Mahmoud Abbas et Ehoud Olmert

29 novembre 2007

«Celui qui essaie ce qui a déjà été essayé, a l’esprit dérangé». Proverbe libanais cité par Ramadan Shallah

27 novembre: Annapolis: Bush annonce en présence de 40 délégations, dont la plupart des pays arabes, un accord israélo-palestinien pour le démarrage de négociations. Pour rappel, ce conflit qui dure, en fait, depuis 1917, depuis, cette fameuse déclaration de Balfour de novembre 1917, a connu dans les années 90 des rounds de négociations sans succès. On se souvient de l’espoir des accords d’Oslo, Why River. A partir de l’an 2000, pas moins de 6 rencontres. Ainsi, le 27 janvier 2001, au Sommet de Taba (Egypte), pour la première fois, les négociateurs du gouvernement Barak se disent prêts à reconnaître la responsabilité de l’Etat juif vis-à-vis des réfugiés palestiniens. Tout en refusant la restitution des anciennes propriétés, ils acceptent de contribuer à la résolution de ce problème. Les Israéliens, en pleine campagne électorale, interrompent les discussions. M.Barak est battu par Ariel Sharon lors de l’élection du 6 février. Les 27-28 mars 2002, le Sommet de la Ligue arabe à Beyrouth (Liban) adopte à l’unanimité une «initiative» de paix soumise par le prince héritier saoudien Abdallah Ben Abdel-Aziz. Elle consiste en une normalisation des relations entre Israël et les pays arabes en échange d’un retrait de l’Etat hébreu de tous les territoires occupés depuis la guerre des Six Jours, en juin 1967 (Cisjordanie, hauteurs du Golan et enclave de Chebaa, au Liban). Il n’y eut pas de réponse de la part d’Israël.
Le 4 juin 2003 au Sommet d’Akaba (Jordanie) la «feuille de route», visant à la création en trois étapes d’un Etat palestinien au plus tard le 31 décembre 2005, est lancée. Rédigée par le Quartette (Etats-Unis, Union européenne, Russie, Nations unies), elle est adoptée par les Palestiniens et par les Israéliens mais avec des réserves. L’application de ce plan de paix s’interrompt dans les faits avec la démission du Premier ministre palestinien, Mahmoud Abbas, le 6 septembre. La première phase, impliquant le démantèlement des «infrastructures terroristes» palestiniennes et «le gel de la colonisation» israélienne, ne sera jamais appliquée. Le 1er décembre 2003, les négociations engagées à Taba en 2001 ont été poursuivies par un groupe informel composé des même hommes: l’Israélien Yossi Beilin et le Palestinien Yasser Abd Rabbo. Les deux hommes proposent un plan de paix alternatif appelé «Initiative de Genève». Le texte est rejeté par Ariel Sharon. Le 15 août 2005, le plan unilatéral d’évacuation de la Bande de Ghaza annoncé par Ariel Sharon en février 2004 est mis en oeuvre. Israël lance le processus d’évacuation des colons de la bande. Le 25 juin 2007, le Sommet de Charm El-Cheikh (Egypte) a lieu une semaine après l’effondrement du Fatah dans la Bande de Ghaza et la prise du pouvoir par le Hamas, le Premier ministre israélien, Ehud Olmert, et le président de l’Autorité palestinienne, Mahmoud Abbas, très affaibli par ce revers, se rencontrent sans succès à Charm El-Cheikh.

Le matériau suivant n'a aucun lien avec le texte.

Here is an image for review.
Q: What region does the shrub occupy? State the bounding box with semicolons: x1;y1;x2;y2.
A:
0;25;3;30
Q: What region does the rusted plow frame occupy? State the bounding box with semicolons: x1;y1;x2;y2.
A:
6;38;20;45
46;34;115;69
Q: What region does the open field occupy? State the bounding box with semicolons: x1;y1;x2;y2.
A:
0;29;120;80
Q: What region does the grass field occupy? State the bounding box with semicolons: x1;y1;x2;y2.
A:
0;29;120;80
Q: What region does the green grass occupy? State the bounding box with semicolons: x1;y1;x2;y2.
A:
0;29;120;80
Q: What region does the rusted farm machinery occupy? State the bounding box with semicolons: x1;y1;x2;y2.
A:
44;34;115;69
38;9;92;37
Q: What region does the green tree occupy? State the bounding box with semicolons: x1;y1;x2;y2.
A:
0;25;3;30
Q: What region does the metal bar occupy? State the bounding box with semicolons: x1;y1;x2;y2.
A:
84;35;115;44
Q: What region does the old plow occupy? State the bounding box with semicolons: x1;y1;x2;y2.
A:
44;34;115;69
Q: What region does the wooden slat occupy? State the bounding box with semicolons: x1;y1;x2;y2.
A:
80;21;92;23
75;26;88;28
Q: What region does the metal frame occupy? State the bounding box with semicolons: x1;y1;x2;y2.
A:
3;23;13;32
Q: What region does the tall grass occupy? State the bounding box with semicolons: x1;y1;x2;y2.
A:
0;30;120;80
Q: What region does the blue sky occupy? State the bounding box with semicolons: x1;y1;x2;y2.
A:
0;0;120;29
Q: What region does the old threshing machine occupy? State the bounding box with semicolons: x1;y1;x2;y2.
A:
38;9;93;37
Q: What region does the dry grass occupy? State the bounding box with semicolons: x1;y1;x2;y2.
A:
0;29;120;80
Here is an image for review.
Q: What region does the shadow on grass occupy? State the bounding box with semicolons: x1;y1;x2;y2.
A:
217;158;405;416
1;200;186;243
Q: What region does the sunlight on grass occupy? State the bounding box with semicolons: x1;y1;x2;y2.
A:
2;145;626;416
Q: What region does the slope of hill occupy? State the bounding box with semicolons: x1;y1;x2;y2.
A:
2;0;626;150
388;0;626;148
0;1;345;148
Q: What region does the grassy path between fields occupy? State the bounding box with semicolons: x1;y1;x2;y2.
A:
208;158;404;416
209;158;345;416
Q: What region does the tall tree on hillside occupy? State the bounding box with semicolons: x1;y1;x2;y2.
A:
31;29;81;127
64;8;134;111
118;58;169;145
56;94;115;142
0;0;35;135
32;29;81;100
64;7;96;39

Que dit d’essentiel la déclaration israélo-palestinienne tant attendue?

Le 26 novembre 2007 enfin, à Annapolis, Washington se réengage sur le dossier israélo-arabe. Le premier ministre israélien, Ehud Olmert, et le chef de l’Autorité palestinienne, Mahmoud Abbas, parviennent à s’entendre sur un document commun au préalable du démarrage des négociations qui vont durer une année. On constate que depuis l’avènement de l’ère Bush, pas moins de six tentatives se sont soldées par des échecs et l’on constate objectivement que les concessions arabes (notamment la reconnaissance d’Israël) ne sont pas appréciées à leur juste valeur, ou plutôt Israël considère qu’elle n’a rien à céder et surtout qu’elle passe outre aux dizaines de résolutions des Nations unies, notamment la 242 de novembre 1967. On le voit à l’impuissance des Nations unies étrangement absentes.
La déclaration lue par Bush stipule: Les représentants du gouvernement de l’Etat d’Israël et de l’Organisation de libération de Palestine (OLP), réunis à Annapolis (Maryland) sous les auspices du président des Etats-Unis, George W.Bush, et avec le soutien des participants de cette conférence internationale, ont conclu l’accord conjoint ci-dessous: Nous exprimons notre détermination à mettre fin à l’effusion de sang, aux souffrances et aux décennies de conflit entre nos peuples; à ouvrir une nouvelle ère de paix, fondée sur la liberté, la sécurité, la justice, la dignité, le respect et la reconnaissance mutuelle; à diffuser une culture de paix et de non-violence; à nous attaquer au terrorisme et à la provocation, qu’ils émanent des Palestiniens ou des Israéliens...Nous convenons de nous engager dans des négociations vigoureuses, continues et déploierons tous les efforts possibles pour parvenir à un accord avant la fin 2008. Dans ce but, il a été conclu qu’un comité de pilotage mené conjointement par le responsable de la délégation de chaque partie se réunira régulièrement. La première rencontre de ce comité de pilotage aura lieu le 12 décembre 2007. Les parties s’engagent également à remplir immédiatement leurs devoirs respectifs édictés par la «feuille de route» sur une solution permanente à deux Etats résolvant le conflit israélo-palestinien telle qu’elle a été mise en place le 30 avril 2003 par le Quartette, et conviennent de former une structure américano-palestino-israélienne, dirigée par les Etats-Unis, destinée à suivre l’application de la feuille de route.
On revient à cette «feuille de route» de juin 2003 qui mène à une impasse...En clair, nous avons pour le moment des voeux pieux et malgré tout l’optimisme et l’espoir dans chaque négociation, force est de constater qu’il n’y a pas de décisions majeures de la part d’Israël. De plus, aucun dans chaque camp n’a les mains libres pour négocier. Olmert affaibli par son échec dans la lutte au Liban et les scandales financiers et Mahmoud Abbas affaibli par le refus du Hamas -légalement élu -de collaborer. Ce dernier, on l’aura compris, rejette tout compromis: «Nous sommes contre toutes les tentatives de normalisation directe ou indirecte.»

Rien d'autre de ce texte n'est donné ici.